Today is Day 1 of our pre-summer Squeeze week. Every day of the Squeeze participants receive a tip of the day. Today’s tip focused on affirmations. We asked everyone to complete the sentence I am __________. Our parameters were that it should be something positive but that it didn’t have to be something they regularly felt or told themselves. You can see some of their selections in the graphic above.
What is the saying, “we teach what we need to learn”? I don’t know if that’s the exact wordiing but that’s the gist. And the truth is I, and I think most people, fill my head with many thoughts, most of which are far from aspirational. “I could do better, I haven’t done enough, I need to….” is sort of the tape that runs on a loop in my type-A head.
Mid-morning, I scrolled my Facebook feed. This was my general “friend” feed and not our Squeeze FB group. A parent posted a photo, actually a montage of photos, of their child doing their sport of choice (purposefully trying to be vague). I get being proud of your kid. It feels great to see your children doing what they love. And if we’re being honest, as a parent we get a boost from our children doing something well. What I don’t relate to is feeling the need to say child x scored a million goals, or broke a record or basically “my kid is the best.” When I do post a photo of my children, I prefer to make it about the team or a tough loss etc. That’s just me. The parent I referred to above? They listed about 10 accolades. I almost said something in a comment (I didn’t).
As soon as I finished rolling my eyes, I started to think, am I wrong? Should I praise my kids and announce their accomplishments more? I will never ever be the person who says “watch this amazing segment I did on the news.” It’s not my nature and I think it’s ok. And I do praise my children’s work ethic and hustle, when they’re working and hustling.

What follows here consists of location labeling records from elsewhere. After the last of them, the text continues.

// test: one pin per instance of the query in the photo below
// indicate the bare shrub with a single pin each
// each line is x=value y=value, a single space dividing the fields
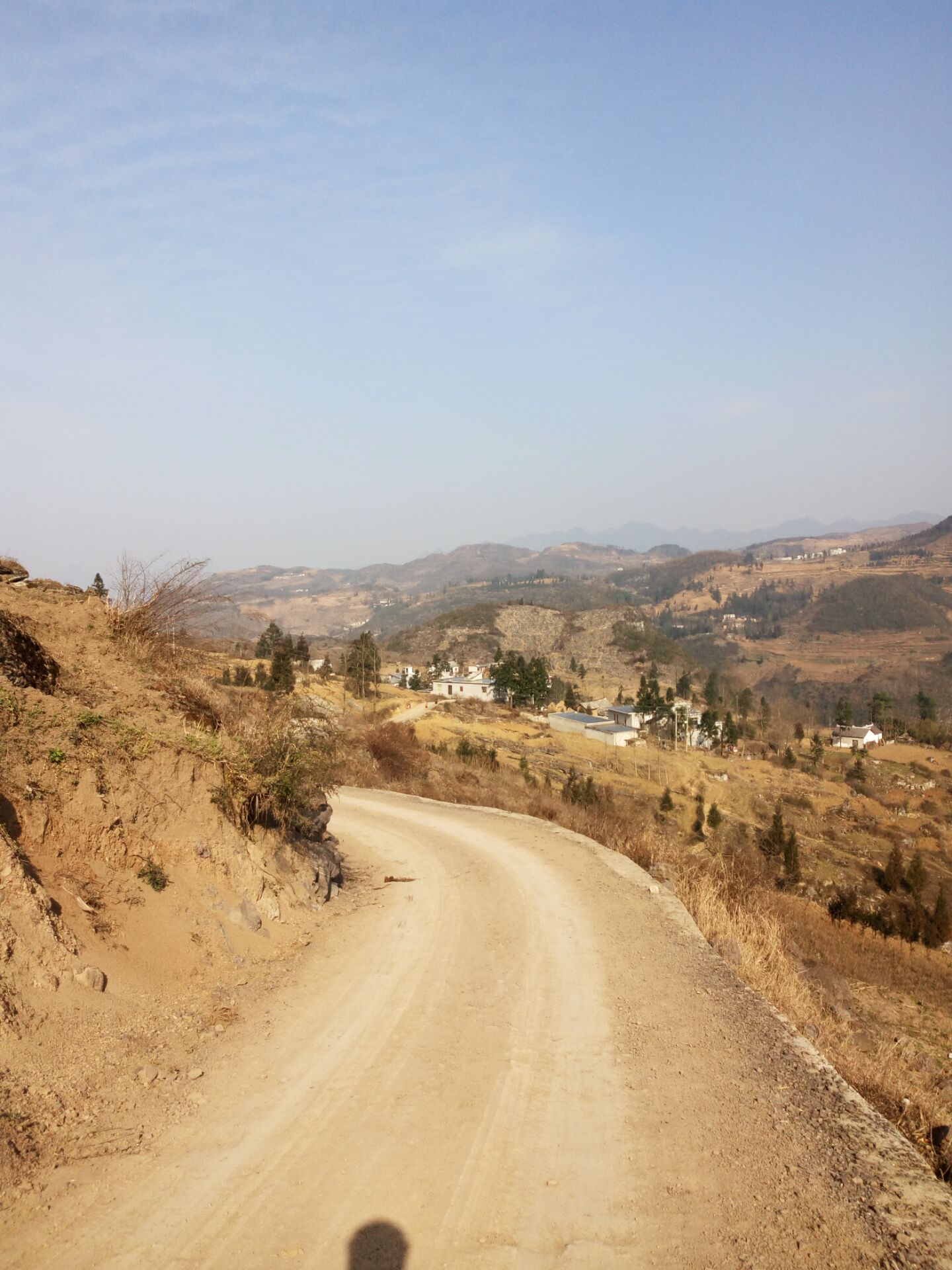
x=397 y=749
x=276 y=769
x=153 y=607
x=194 y=698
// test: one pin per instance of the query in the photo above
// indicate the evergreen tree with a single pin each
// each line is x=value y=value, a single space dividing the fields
x=926 y=704
x=917 y=876
x=843 y=714
x=763 y=715
x=941 y=919
x=713 y=691
x=894 y=870
x=730 y=733
x=746 y=704
x=268 y=639
x=282 y=677
x=775 y=840
x=364 y=666
x=791 y=859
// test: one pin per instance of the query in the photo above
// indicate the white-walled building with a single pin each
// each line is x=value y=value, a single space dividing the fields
x=857 y=738
x=456 y=686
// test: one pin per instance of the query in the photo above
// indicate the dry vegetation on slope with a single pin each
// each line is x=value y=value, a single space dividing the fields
x=135 y=916
x=881 y=1010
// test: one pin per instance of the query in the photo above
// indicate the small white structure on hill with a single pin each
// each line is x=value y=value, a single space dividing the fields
x=857 y=738
x=611 y=733
x=456 y=686
x=573 y=720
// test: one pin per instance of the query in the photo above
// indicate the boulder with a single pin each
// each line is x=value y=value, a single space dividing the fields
x=834 y=990
x=92 y=978
x=245 y=916
x=307 y=870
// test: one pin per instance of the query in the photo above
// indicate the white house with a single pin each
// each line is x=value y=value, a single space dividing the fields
x=611 y=733
x=456 y=686
x=573 y=720
x=857 y=738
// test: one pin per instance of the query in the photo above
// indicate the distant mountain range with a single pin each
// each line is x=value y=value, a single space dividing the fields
x=643 y=535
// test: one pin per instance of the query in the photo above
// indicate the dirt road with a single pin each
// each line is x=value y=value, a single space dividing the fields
x=514 y=1056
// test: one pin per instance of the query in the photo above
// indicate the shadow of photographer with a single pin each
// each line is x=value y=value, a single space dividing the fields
x=377 y=1246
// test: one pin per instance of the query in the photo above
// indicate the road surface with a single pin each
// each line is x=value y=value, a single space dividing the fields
x=518 y=1057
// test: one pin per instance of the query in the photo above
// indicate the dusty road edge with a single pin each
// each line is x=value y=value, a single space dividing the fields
x=916 y=1205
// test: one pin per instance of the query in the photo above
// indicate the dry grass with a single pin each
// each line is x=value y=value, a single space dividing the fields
x=150 y=609
x=276 y=769
x=731 y=897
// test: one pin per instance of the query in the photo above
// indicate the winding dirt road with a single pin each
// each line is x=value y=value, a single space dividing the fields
x=516 y=1056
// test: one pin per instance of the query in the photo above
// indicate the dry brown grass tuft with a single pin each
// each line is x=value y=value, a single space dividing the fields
x=151 y=609
x=276 y=769
x=397 y=751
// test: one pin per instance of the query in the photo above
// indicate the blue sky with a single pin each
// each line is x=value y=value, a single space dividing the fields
x=335 y=284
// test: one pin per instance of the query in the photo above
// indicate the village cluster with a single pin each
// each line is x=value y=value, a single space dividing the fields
x=604 y=722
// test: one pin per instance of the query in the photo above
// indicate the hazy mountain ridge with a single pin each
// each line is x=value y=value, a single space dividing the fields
x=643 y=535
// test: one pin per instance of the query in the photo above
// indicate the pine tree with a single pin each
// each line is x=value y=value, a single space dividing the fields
x=282 y=677
x=894 y=870
x=843 y=714
x=713 y=691
x=364 y=666
x=775 y=840
x=941 y=919
x=917 y=876
x=791 y=859
x=268 y=639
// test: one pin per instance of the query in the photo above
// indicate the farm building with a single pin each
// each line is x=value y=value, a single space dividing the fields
x=573 y=720
x=611 y=733
x=857 y=738
x=454 y=686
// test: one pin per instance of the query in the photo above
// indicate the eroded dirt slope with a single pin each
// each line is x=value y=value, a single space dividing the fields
x=516 y=1054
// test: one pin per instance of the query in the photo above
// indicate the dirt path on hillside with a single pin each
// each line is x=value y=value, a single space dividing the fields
x=520 y=1057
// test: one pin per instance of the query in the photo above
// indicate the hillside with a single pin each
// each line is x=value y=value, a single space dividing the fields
x=136 y=919
x=334 y=603
x=892 y=603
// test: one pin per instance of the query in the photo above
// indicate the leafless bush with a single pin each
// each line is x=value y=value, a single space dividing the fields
x=151 y=607
x=397 y=751
x=194 y=698
x=276 y=769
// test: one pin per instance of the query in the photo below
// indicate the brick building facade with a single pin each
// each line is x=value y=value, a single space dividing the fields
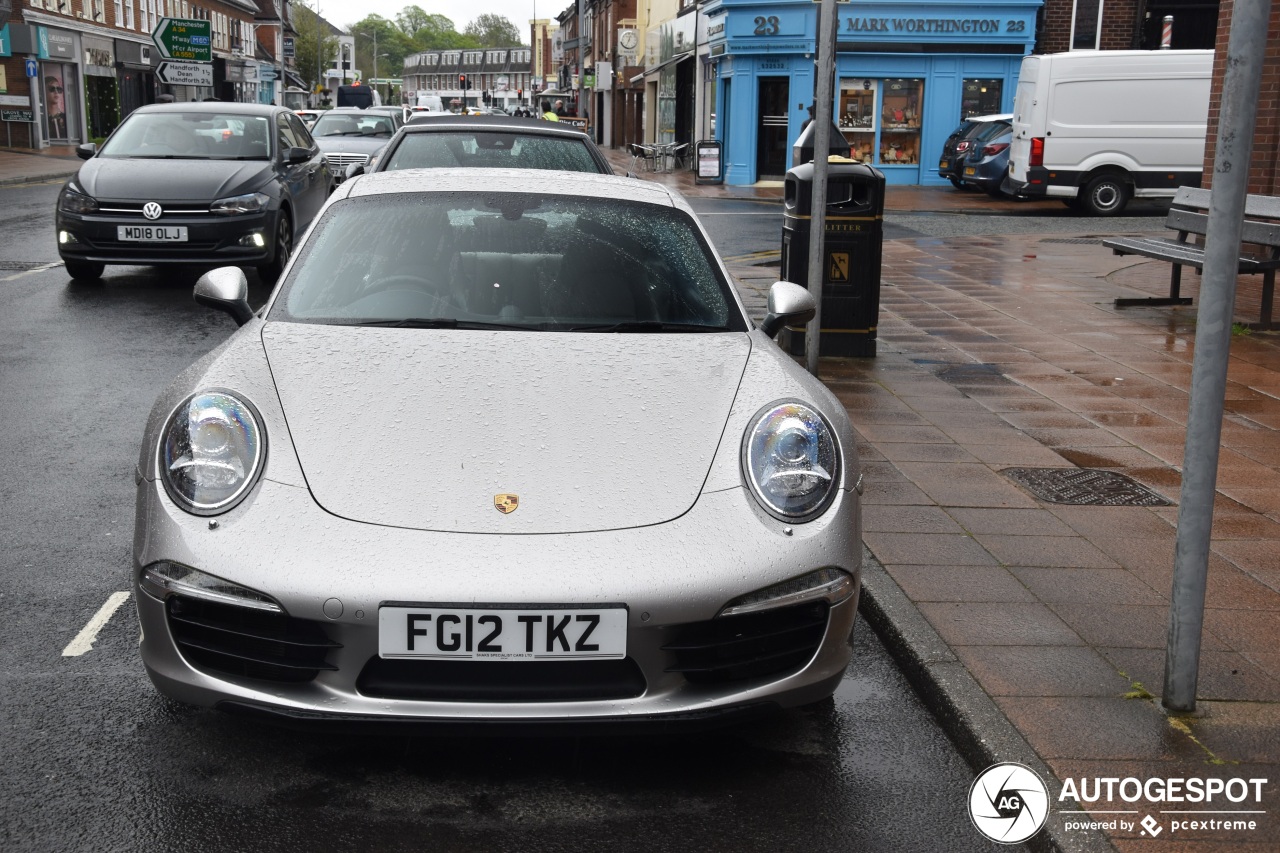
x=1264 y=169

But I may be better at encouraging my clients than myself or my kids.
I’ve been talking to my kids about nutrition as it applies to sports nutrition. My kids play a ton of soccer and have had their share of injuries. We talk about “fun” topics like inflammation and recovery etc. It’s not easy with two growing teens. who are perpetually ravenous. Last night, one of my sons came to the kitchen. I launched into a little bit of a lecture about what I felt a good food choice would be, at 10pm. And he said, “aren’t nutritionists supposed to make people feel better about what they’re eating?” Ouch.